Marcha das Mulheres Negras de São Paulo

O coletivo viu no edital do Programa Marielle Franco a chance de capacitar essas militantes comunitárias, acadêmicas, independentes, estudantes e trabalhadoras de diversas áreas. “São mulheres brilhantes que, raramente, se enxergam como lideranças, embora sejam mais do que ninguém”, revela. A capacitação é o meio de romper com o racismo e o sexismo estruturais, que impedem a entrada e a permanência dessas mulheres em espaços de poder. “Quando detectamos a possibilidade de proporcionar formação política e técnica para mulheres negras, não perdemos tempo”, confirma.

O projeto inscrito –Aquilombar e Ampliar Universos – formação política para mulheres negras” – foi selecionado. Nestes seis meses iniciais de apoio, o grupo conseguiu não apenas a capacitar essas mulheres, mas estruturar a área de comunicação. Andréia destaca que o apoio do Fundo Baobá – da assessoria técnica qualificada ao suporte financeiro – permitiu colocar em prática ações planejadas, conhecer e criar redes com outros grupos, organizações e coletivos de mulheres negras em todo Brasil. Além disso, vai possibilitar colocar o site no ar e também criar conteúdos para  um canal no YouTube para divulgar, por exemplo, a primeira atividade de formação política.

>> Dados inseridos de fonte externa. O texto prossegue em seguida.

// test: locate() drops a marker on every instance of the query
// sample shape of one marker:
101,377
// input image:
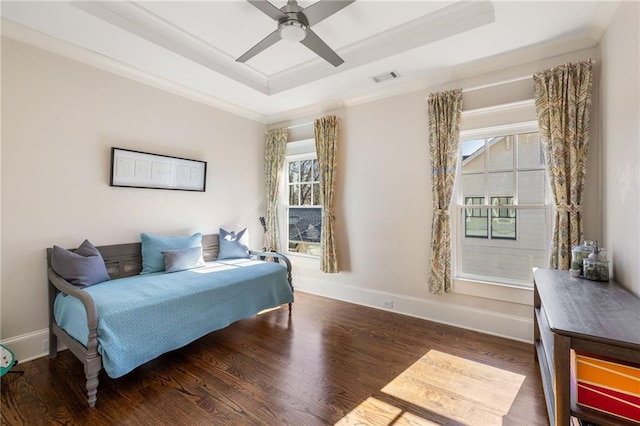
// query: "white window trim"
296,151
514,293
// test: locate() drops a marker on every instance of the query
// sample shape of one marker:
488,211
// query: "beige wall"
59,120
620,51
384,208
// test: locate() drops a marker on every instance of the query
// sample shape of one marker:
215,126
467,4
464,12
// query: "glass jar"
596,269
579,254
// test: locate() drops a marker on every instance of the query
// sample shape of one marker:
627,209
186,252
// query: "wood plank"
328,363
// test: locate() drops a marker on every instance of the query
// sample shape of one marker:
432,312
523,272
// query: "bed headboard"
125,260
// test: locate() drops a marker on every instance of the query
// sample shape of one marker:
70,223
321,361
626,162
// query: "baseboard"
27,347
34,345
484,321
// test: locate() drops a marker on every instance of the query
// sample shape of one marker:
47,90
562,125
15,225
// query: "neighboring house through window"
502,206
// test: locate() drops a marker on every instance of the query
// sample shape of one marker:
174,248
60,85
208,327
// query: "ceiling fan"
294,24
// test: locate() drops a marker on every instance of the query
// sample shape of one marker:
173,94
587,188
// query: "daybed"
131,319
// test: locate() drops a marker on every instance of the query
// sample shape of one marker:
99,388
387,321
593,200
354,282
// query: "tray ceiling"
190,47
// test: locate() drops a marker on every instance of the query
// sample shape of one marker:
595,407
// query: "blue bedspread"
142,317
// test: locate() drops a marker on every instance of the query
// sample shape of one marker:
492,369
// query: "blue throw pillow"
154,245
234,246
181,260
82,268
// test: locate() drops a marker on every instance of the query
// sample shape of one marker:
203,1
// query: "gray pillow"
234,246
82,268
181,260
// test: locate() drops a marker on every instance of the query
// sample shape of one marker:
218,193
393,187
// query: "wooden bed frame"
122,260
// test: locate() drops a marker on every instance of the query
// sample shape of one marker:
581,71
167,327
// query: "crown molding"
51,44
448,21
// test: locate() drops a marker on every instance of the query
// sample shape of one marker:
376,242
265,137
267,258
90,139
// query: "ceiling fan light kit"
292,31
294,24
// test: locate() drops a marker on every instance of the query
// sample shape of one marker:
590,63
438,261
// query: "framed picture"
143,170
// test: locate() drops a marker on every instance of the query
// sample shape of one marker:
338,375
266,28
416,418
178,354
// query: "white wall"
59,120
620,51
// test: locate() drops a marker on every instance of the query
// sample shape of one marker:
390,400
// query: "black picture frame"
137,169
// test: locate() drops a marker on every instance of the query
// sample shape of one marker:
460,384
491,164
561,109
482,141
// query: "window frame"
468,281
304,151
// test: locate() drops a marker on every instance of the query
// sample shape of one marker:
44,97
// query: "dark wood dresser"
599,318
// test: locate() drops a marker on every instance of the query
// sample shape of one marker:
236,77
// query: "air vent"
385,76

Todos os anos, no dia 25 de Julho – Dia Internacional da Mulher Afro-latinoamericana e Caribenha e Dia Nacional de Teresa de Benguela – o grupo reúne milhares de pessoas nas ruas da capital paulista, em marcha contra o racismo, o machismo e a lesbotransfobia, entre outras formas de opressão. Este ano, por conta da pandemia, as atividades foram on-line, com ajuda das tecnologias digitais e da internet. “Nossa marcha on-line contou com uma programação ao vivo, além de transmissões de intervenções de rua, como faixas e videomap (projeção em edifícios). Os conteúdos gerados foram transmitidos em nossas redes sociais (youtube, facebook e instagram), em perfis de artistas e digital influencers que são parceiros”, relembra. Além de mais reportagens na mídia, aumentaram de 1700 para 4000 os seguidores no instagram.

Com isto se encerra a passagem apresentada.